The thing that makes a home run so satisfying is that it’s definite, in both what it takes to be called, and what results. There is a fence determining a goal, and you hit the ball far enough to exceed it. So to get process improvement to feel like a home run, you have to clearly determine your productivity expectations, and then decide how much more you want to get done with the same amount of effort, or how much less effort you want to put out to accomplish a particular task. There’s your fence.

Only once the fence is out there can you begin to hone your swing so that you have the power and prowess to hit it over, not just once, but with some consistency. A better process, or more accurately the effectiveness of a better process, is also measured in its stability and predictability. For most of us, getting consistently close to the fence, and over it some of the time, delivers great success.
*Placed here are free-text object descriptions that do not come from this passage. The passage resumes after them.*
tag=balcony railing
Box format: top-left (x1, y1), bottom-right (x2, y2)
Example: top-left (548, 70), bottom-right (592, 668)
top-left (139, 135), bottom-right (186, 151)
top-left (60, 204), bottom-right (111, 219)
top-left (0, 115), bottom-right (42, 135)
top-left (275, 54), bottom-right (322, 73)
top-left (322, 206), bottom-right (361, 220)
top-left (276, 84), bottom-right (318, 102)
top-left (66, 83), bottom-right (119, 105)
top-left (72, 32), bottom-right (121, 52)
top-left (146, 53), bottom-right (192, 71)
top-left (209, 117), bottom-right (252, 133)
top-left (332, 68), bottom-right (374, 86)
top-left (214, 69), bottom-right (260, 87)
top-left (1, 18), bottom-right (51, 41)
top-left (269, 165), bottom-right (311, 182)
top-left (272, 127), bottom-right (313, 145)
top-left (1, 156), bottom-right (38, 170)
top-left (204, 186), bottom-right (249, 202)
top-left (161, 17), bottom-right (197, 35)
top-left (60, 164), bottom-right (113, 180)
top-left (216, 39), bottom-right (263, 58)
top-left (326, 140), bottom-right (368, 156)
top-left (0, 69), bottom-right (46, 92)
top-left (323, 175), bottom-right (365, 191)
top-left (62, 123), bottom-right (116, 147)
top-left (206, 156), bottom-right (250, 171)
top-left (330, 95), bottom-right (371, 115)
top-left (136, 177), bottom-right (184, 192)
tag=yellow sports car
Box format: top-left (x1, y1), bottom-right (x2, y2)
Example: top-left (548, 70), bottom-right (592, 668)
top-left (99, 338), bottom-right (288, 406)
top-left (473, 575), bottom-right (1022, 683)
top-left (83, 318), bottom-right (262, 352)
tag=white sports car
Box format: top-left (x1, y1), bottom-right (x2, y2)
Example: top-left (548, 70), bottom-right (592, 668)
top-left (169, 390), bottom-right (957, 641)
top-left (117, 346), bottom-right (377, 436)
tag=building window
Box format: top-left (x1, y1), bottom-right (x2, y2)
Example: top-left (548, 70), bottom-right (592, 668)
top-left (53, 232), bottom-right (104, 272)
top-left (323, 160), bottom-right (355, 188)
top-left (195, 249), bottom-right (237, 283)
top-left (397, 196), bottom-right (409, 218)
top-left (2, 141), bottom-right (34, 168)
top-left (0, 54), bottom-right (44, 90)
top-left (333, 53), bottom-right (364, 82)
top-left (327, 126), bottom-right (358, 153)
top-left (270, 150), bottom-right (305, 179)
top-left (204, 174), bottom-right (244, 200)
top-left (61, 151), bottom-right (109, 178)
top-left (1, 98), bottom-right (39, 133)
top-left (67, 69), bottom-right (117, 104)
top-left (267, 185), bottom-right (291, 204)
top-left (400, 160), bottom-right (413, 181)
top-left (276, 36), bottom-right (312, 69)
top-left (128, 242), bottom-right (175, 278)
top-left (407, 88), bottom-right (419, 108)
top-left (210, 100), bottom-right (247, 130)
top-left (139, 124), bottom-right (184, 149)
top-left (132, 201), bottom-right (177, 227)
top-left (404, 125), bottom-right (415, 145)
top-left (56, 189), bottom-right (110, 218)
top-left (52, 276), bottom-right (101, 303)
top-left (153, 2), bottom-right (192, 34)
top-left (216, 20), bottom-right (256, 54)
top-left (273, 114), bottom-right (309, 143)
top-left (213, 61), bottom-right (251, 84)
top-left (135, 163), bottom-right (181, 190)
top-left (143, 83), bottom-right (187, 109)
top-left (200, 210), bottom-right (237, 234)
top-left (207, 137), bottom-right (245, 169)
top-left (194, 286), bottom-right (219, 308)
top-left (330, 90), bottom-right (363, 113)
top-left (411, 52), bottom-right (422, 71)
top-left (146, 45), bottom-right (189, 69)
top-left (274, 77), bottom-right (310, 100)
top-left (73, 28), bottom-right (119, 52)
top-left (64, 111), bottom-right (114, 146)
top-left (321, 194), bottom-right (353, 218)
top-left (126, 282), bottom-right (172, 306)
Of course, there are obstacles to building that fence. Sometimes they have to do with productivity complacency. Aside from our general dislike of change, people typically do not enjoy admitting that they could get more done with less, that they have overlooked some terrific resource, or that they are slow or inefficient. And there are often stakeholders in existing processes (managers, vendors, etc.) who, even unintentionally, sabotage productivity improvement to protect their jobs and their financial or reputational interests. You either have to get them to help you establish the fence line by showing that there is something in it for them, or you have to be prepared to hit it over their heads.